InvestmentsMay 5 2016

P2P providers berate advisers’ aversion to sector

twitter-iconfacebook-iconlinkedin-iconmail-iconprint-icon
Search supported by
P2P providers berate advisers’ aversion to sector

Senior figures in the peer-to-peer industry have criticised advisers for ignoring the sector, despite government initiatives, with some saying efforts to engage the advice community have proven pointless.

P2P lending moved toward the mainstream on 6 April 2016 with the launch of the government’s Innovative Finance Isa, allowing savers to loan money at interest to a vast array of unlisted companies.

But concerns about the level of due diligence required, and suitability for clients, have led many advisers to shun P2P investments, sparking frustration in the sector.

Colin Hodges, head of investor operations at RateSetter, said the firm had tried engaging with advisers, including at Personal Financial Society events where several hundred had been present.

“To be truthful, the time allocated to advisers has given us a very poor return,” he said, branding follow-ups “extremely limited” and “poor quality”.

“I don’t think we have had one adviser come to us to ask questions to help understand our product, so it’s all being led from our perspective,” Mr Hodge said.

Karl Harder, co-founder of Abundance - the first P2P platform to gain full permissions to offer the new Innovation Isa – said the firm’s two initiatives aimed at advisers “had not been very productive”.

However Mr Harder said he sympathised with advisers’ reluctance, saying they had been “buffeted” by regulatory changes, making it difficult to think about new products.

“The time allocated to advisers has given us a very poor return.” Colin Hodges

Jake Wombwell-Povey, managing director of P2P technology provider Goji, said many IFAs remain wary as most providers in the sector are still not been fully authorised by the regulator.

More than 90 per cent of P2P platforms were unable to offer the Innovative Finance Isa - which lets P2P investments sit inside a tax efficient wrapper - on the first day it launched due to a delay in the FCA’s permission process.

“It took 20 years for exchange traded funds to come to prominence.
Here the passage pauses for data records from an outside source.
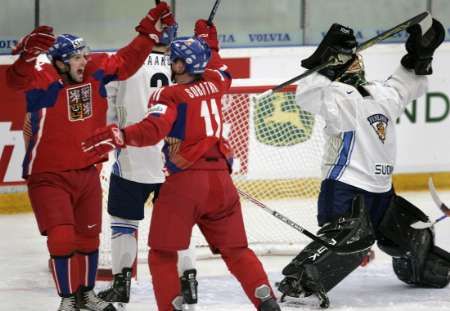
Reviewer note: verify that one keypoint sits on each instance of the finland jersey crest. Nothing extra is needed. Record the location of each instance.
(379, 123)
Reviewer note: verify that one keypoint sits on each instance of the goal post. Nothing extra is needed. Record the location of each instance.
(277, 154)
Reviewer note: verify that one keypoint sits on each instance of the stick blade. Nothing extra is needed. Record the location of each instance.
(421, 225)
(263, 96)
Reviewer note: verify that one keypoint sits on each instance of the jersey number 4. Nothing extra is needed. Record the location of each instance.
(207, 111)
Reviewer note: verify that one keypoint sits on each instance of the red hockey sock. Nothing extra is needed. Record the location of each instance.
(247, 269)
(64, 267)
(87, 256)
(166, 284)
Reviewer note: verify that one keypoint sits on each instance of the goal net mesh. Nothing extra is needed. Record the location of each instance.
(277, 149)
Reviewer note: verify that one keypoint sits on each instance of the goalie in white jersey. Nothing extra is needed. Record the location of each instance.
(137, 173)
(359, 160)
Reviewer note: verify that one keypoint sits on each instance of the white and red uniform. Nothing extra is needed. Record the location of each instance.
(199, 189)
(61, 116)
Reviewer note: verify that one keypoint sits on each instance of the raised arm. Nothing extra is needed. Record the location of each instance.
(410, 81)
(20, 74)
(130, 58)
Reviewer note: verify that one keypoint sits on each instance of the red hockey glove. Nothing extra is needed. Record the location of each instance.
(147, 26)
(35, 43)
(104, 140)
(207, 32)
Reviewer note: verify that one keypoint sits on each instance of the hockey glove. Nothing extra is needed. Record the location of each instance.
(421, 48)
(104, 140)
(35, 43)
(338, 44)
(207, 33)
(148, 25)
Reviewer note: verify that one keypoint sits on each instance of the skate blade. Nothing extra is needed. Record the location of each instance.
(120, 306)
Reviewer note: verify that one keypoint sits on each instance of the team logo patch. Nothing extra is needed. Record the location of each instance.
(379, 123)
(279, 121)
(157, 109)
(79, 100)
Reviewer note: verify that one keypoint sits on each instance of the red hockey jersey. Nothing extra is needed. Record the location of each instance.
(189, 117)
(60, 116)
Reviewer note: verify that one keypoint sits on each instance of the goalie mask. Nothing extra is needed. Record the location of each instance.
(355, 73)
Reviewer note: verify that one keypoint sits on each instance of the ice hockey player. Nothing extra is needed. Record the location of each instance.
(199, 189)
(66, 101)
(137, 173)
(359, 160)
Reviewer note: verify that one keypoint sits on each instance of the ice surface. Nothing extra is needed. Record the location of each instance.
(26, 284)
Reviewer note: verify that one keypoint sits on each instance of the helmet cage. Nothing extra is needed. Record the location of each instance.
(355, 73)
(194, 52)
(66, 46)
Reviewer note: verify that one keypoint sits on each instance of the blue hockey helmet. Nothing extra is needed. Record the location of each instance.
(66, 46)
(169, 34)
(193, 51)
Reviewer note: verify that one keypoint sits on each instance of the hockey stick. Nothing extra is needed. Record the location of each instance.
(213, 12)
(439, 203)
(382, 36)
(343, 249)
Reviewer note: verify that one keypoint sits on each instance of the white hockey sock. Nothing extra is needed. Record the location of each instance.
(186, 259)
(123, 243)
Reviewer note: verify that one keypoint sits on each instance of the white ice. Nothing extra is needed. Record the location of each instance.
(26, 284)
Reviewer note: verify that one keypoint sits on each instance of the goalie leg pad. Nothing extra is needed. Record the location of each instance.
(316, 269)
(416, 260)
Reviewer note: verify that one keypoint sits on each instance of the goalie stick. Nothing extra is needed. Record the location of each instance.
(354, 247)
(442, 206)
(382, 36)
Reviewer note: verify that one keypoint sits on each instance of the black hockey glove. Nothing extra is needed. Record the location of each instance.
(421, 48)
(339, 43)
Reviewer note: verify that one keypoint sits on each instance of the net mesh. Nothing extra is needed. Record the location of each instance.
(277, 153)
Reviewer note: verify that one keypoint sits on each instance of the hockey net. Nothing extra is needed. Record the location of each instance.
(278, 149)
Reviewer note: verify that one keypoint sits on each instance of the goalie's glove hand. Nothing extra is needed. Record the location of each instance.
(104, 140)
(207, 33)
(35, 43)
(149, 24)
(338, 45)
(421, 48)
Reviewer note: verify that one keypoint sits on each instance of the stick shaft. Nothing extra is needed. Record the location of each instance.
(213, 12)
(382, 36)
(344, 249)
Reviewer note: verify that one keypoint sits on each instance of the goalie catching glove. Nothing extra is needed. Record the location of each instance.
(104, 140)
(421, 47)
(35, 43)
(339, 45)
(148, 25)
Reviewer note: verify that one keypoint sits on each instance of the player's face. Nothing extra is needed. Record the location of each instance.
(77, 64)
(178, 68)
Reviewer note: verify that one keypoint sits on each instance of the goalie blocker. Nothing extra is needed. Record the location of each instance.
(416, 260)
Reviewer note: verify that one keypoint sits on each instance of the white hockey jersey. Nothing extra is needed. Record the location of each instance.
(360, 147)
(127, 104)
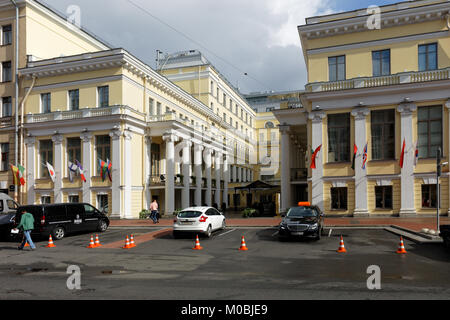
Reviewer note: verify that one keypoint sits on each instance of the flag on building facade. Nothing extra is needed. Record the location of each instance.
(51, 171)
(355, 150)
(80, 170)
(364, 157)
(313, 157)
(402, 155)
(72, 170)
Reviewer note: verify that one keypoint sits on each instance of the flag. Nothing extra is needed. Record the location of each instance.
(416, 153)
(108, 168)
(364, 157)
(51, 171)
(72, 170)
(402, 155)
(103, 169)
(313, 157)
(15, 171)
(80, 170)
(355, 150)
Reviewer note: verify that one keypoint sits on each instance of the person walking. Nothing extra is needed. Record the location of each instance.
(27, 225)
(154, 211)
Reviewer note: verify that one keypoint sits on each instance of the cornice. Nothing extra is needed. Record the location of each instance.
(358, 22)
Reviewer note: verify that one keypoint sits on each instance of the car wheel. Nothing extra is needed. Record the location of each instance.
(102, 226)
(208, 232)
(59, 233)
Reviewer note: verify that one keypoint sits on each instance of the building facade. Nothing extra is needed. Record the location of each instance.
(384, 93)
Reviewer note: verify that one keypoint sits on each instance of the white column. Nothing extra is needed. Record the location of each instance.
(316, 118)
(407, 173)
(148, 170)
(226, 178)
(208, 193)
(361, 208)
(170, 140)
(186, 161)
(198, 173)
(218, 162)
(285, 169)
(127, 167)
(86, 140)
(58, 166)
(116, 194)
(30, 169)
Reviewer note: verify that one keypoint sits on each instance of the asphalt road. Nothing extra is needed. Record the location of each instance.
(168, 268)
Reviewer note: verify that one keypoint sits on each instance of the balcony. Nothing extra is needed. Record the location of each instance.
(370, 82)
(299, 174)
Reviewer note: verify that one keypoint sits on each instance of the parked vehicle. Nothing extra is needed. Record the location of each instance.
(445, 234)
(302, 221)
(64, 218)
(8, 209)
(204, 220)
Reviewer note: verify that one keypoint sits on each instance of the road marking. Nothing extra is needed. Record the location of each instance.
(226, 232)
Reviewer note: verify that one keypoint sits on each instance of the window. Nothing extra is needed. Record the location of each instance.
(339, 198)
(46, 102)
(429, 122)
(102, 202)
(73, 149)
(6, 71)
(103, 96)
(6, 107)
(339, 137)
(45, 199)
(74, 199)
(383, 134)
(336, 68)
(5, 157)
(7, 34)
(74, 99)
(428, 196)
(46, 155)
(383, 197)
(103, 149)
(381, 63)
(428, 57)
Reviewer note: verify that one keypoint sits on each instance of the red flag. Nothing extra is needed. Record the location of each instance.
(313, 157)
(402, 156)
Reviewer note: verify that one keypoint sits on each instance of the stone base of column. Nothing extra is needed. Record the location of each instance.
(361, 213)
(405, 213)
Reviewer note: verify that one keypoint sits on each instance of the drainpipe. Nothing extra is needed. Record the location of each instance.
(16, 102)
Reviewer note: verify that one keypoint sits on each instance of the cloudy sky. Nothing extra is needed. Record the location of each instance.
(257, 37)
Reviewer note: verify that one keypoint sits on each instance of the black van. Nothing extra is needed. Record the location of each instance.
(63, 218)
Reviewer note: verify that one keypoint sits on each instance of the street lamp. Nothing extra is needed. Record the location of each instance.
(439, 166)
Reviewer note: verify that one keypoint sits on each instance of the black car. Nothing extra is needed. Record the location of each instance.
(63, 218)
(302, 221)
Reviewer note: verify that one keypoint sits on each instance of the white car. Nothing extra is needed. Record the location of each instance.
(203, 220)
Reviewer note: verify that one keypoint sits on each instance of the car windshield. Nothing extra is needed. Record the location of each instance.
(189, 214)
(301, 212)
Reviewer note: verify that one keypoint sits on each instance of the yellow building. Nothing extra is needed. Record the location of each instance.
(375, 86)
(42, 34)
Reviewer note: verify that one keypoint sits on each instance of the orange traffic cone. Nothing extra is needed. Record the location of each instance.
(127, 244)
(401, 246)
(132, 244)
(243, 246)
(97, 241)
(50, 242)
(341, 246)
(197, 244)
(91, 243)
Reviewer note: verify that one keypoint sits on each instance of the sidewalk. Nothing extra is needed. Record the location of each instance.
(415, 224)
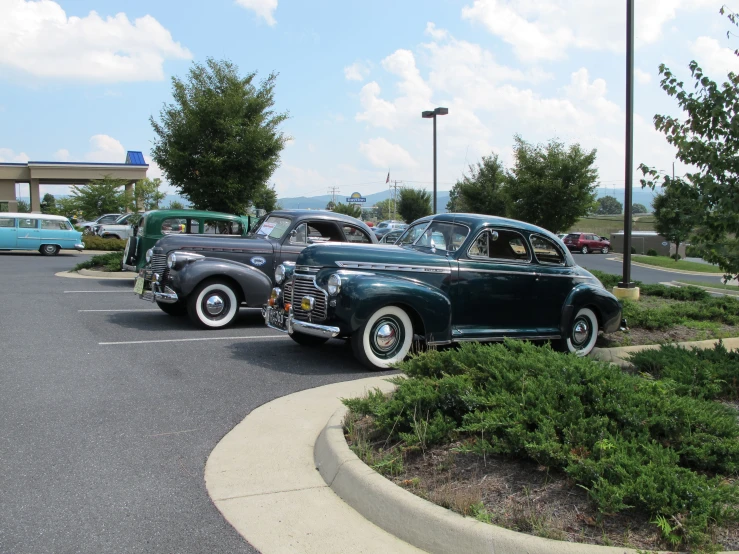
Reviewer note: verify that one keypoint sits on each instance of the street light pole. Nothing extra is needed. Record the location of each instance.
(431, 114)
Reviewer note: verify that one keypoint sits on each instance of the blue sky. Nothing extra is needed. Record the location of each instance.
(80, 79)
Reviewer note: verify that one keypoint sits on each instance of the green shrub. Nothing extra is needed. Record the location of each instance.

It’s not going to be something that’s happens overnight.

“It’s going to be a gradual education journey which the industry is going to have to submit to.”

William Watling, product marketing director at financial technology firm Altus, said advisers will be more comfortable with P2P when it more closely resembles what they are used to.

“With most of advisers’ investment business now placed via platforms, until the basic infrastructure is in place it is unlikely advisers will buy P2P investments,” he said.

Tony Catt, compliance officer at Anthony Catt Limited, said: “Advisers are paranoid about things that they do not understand.

“The due diligence burden is always going to be a block to anything new. Also, advisers need to be paid for their recommendations by the P2P providers.”